The metafile cdsample.xml is then used like an ordinary data file:

>>> f = cdms.open('cdsample.xml')

>>> u = f('u')

>>> u.shape

(3, 16, 32)

Grids and Regridding

Latitude-longitude grids are used for regridding variables. A grid encapsulates:

latitude, longitude coordinates
grid cell boundaries
area weights
data ordering

For example, to regrid variable u to a 96x192 Gaussian grid:

>>> u = f('u')

>>> u.shape

(3, 16, 32)

>>> t63_grid = cdms.createGaussianGrid(96)

>>> u63 = u.regrid(t63_grid)

>>> u63.shape

(3, 96, 192)

To regrid a variable uold to the same grid as variable vnew :

>>> uold.shape

(3, 16, 32)

>>> vnew.shape

(3, 96, 192)

>>> t63_grid = vnew.getGrid() # Obtain the grid for vnew

>>> u63 = u.regrid(t63_grid)

>>> u63.shape

(3, 96, 192)

Regridding is discussed in See Regridding Data..

Time types

CDMS provides extensive support for time values in the cdtime module. cdtime also defines a set of calendars, specifying the number of days in a given month.

Two time types are available: relative time and component time . Relative time is time relative to a fixed base time. It consists of:

a units string, of the form "units since basetime" , and
a floating-point value

For example, the time "28.0 days since 1996-1-1" has value= 28.0 , and units= "days since 1996-1-1". To create a relative time type:

>>> import cdtime

>>> rt = cdtime.reltime(28.0, "days since 1996-1-1")

>>> rt

28.00 days since 1996-1-1

>>> rt.value

28.0

>>> rt.units

'days since 1996-1-1'

A component time consists of the integer fields year, month, day, hour, minute , and the floating-point field second . For example:

>>> ct = cdtime.comptime(1996,2,28,12,10,30)

>>> ct

1996-2-28 12:10:30.0

>>> ct.year

1996

>>> ct.month

The conversion functions tocomp and torel convert between the two representations. For instance, suppose that the time axis of a variable is represented in units " days since 1979 ". To find the coordinate value corresponding to January 1, 1990:

>>> ct = cdtime.comptime(1990,1)

>>> rt = ct.torel("days since 1979")

>>> rt.value

4018.0

Time values can be used to specify intervals of time to read. The syntax time=(c1,c2) specifies that data should be read for times t such that c1<=t<=c2:

>>> c1 = cdtime.comptime(1990,1)

>>> c2 = cdtime.comptime(1991,1)

>>> ua = f['ua']

>>> ua.shape

(480, 17, 73, 144)

>>> x = ua.subRegion(time=(c1,c2))

>>> x.shape

(12, 17, 73, 144)

or string representations can be used:

>>> x = ua.subRegion(time=('1990-1','1991-1'))

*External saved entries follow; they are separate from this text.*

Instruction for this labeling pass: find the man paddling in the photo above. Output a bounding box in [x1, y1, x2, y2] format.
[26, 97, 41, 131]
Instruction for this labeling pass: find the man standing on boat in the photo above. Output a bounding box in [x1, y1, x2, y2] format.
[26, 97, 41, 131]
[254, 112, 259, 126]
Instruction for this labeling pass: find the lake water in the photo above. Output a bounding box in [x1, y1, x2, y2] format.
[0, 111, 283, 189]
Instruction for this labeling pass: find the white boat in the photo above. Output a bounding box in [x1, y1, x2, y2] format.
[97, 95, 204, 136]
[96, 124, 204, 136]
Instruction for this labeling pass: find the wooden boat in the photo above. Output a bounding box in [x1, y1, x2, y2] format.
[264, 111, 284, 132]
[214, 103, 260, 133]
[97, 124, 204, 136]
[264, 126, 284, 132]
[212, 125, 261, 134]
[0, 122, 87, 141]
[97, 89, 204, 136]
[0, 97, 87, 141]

Time types are described in See cdtime Module..

Plotting data

Data read via the CDMS Python interface can be plotted using the vcs module. This module, part of the Climate Data Analysis Tool (CDAT) is documented in the VCS reference manual. The vcs module provides access to the functionality of the VCS visualization program.

To generate a plot:

Initialize a canvas with the vcs init routine.
Plot the data using the canvas plot routine.

For example:

>>> import cdms, vcs

>>> f = cdms.open('sample.nc')

>>> f['time'][:] # Print the time coordinates

[ 0., 6., 12., 18., 24., 30., 36., 42., 48., 54., 60., 66., 72., 78., 84., 90.,]

>>> precip = f('prc', time=24.0) # Read precip data

>>> precip.shape

(1, 32, 64)

>>> w = vcs.init() # Initialize a canvas

'Template' is currently set to P_default.

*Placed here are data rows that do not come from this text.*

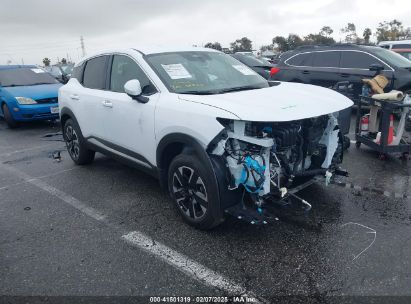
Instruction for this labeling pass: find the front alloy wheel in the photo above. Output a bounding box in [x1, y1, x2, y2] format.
[172, 166, 209, 221]
[168, 154, 223, 229]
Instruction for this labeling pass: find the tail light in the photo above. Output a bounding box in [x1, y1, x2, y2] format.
[270, 67, 281, 76]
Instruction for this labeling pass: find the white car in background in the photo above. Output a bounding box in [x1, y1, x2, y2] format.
[58, 47, 352, 229]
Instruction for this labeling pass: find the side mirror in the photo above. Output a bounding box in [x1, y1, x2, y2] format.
[369, 63, 384, 73]
[124, 79, 148, 103]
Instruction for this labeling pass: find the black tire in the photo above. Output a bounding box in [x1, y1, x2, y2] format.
[63, 118, 95, 165]
[343, 136, 351, 150]
[2, 104, 18, 128]
[168, 153, 223, 230]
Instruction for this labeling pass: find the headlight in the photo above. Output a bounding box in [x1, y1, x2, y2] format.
[15, 97, 37, 105]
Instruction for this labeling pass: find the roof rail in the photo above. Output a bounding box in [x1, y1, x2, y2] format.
[295, 43, 360, 50]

Graphics method 'Boxfill' is currently set to Gfb_default.

>>> w.plot(precip) # Generate a plot

(generates a boxfill plot)

By default a boxfill plot of the lat-lon slice is produced. Since variable precip includes information on time, latitude, and longitude, the continental outlines and time information are also plotted.

The plot routine has a number of options for producing different types of plots, such as isofill and x-y plots. See See Plotting CDMS data in Python. for details.